After he spoke to network news, conspiracy theorists pounced on his story, labeling him a fraud. They found similar-looking actors, neither of whom live in Florida to “prove” Chris Hansen was just his character’s name, and his TV interviews were no different to prior acting gigs. This was proof, they howled, that the mainstream media was broadcasting fictional news reports: the massacre was staged! As the counterfeit facts spread, the trolls cranked into gear, and zeroed in on Chris.

“It hurt,” he says between choking pauses. “I couldn’t believe it was real, I didn’t understand. I thought the public thought of me as a monster.”

Harder to pin down is what the loss of Pulse means to Orlando, particularly the LGBT crowd. The club’s promoter, a larger than life character called Orlando Torres (he wears an immaculate red pimp hat when we speak, and tells me his swag name is “Pimp Daddy Orlando”) says it was “a special place” for the gay community, a safe haven for going out. And now it’s gone.

“We only have three major gay clubs in Orlando,” he says. “But gay, straight, transgender, we welcomed everyone in Pulse. I go out now and – my friends who I lost that night – I don’t see them anymore…” he says, between heavy pauses. “I’m alive. We’re still figuring it out.”

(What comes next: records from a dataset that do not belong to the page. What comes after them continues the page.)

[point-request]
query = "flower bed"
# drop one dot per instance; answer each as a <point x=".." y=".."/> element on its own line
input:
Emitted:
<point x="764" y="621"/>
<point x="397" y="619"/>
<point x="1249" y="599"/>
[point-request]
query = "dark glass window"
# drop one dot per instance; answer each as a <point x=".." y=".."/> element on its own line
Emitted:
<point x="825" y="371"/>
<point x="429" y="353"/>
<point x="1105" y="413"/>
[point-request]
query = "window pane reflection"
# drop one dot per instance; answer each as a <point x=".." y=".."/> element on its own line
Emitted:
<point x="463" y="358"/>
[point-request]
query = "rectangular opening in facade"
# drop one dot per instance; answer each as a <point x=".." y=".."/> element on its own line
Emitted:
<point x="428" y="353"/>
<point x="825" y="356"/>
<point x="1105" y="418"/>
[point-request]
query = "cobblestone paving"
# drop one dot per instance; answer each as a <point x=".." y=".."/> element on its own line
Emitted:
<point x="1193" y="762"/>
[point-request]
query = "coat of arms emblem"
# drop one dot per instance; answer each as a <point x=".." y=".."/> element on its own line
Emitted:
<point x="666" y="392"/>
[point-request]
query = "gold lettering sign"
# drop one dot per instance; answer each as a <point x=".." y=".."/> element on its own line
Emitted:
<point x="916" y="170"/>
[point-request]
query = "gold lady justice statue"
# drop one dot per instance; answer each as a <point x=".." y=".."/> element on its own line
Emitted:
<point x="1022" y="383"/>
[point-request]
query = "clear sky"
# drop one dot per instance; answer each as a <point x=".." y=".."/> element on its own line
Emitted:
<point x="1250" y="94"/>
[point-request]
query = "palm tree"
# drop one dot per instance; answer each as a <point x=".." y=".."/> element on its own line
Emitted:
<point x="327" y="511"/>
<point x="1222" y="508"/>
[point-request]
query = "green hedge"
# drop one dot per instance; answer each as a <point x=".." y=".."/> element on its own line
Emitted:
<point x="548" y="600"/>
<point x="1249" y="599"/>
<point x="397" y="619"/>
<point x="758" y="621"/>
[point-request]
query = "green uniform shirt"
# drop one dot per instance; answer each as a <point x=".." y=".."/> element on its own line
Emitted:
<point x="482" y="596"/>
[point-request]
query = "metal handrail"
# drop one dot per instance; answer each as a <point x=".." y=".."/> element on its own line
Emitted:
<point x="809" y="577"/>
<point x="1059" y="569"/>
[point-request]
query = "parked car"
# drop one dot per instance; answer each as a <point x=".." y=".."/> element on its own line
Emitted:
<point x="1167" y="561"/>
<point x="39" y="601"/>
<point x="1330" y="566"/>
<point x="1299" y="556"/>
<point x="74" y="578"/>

DJ Ray agrees, calling Pulse a “home” for many in the LGBT scene. “It was one of those places where everyone came to forget about everything and have a good time,” he says. “Whenever I DJ now, I get in my vibe, and people start getting real hype – it just brings back memories of the patio from Pulse.”

Most painful, most poignant, is the guilt that comes with still being alive. Conspiracy theorists will move onto new targets, injuries adjusted to, but the guilt stills stands in front of their way to recovery.

“Immediately after, when I got to the hospital, I was more in shock,” says Patience. “The gravity of what happened didn’t really process.” Now she is plagued by questions: “How am I here right now? Why me? Why I am I here, and not the other 49 people? Why not the person who was shot and killed right behind me? I’m living with that guilt every day.”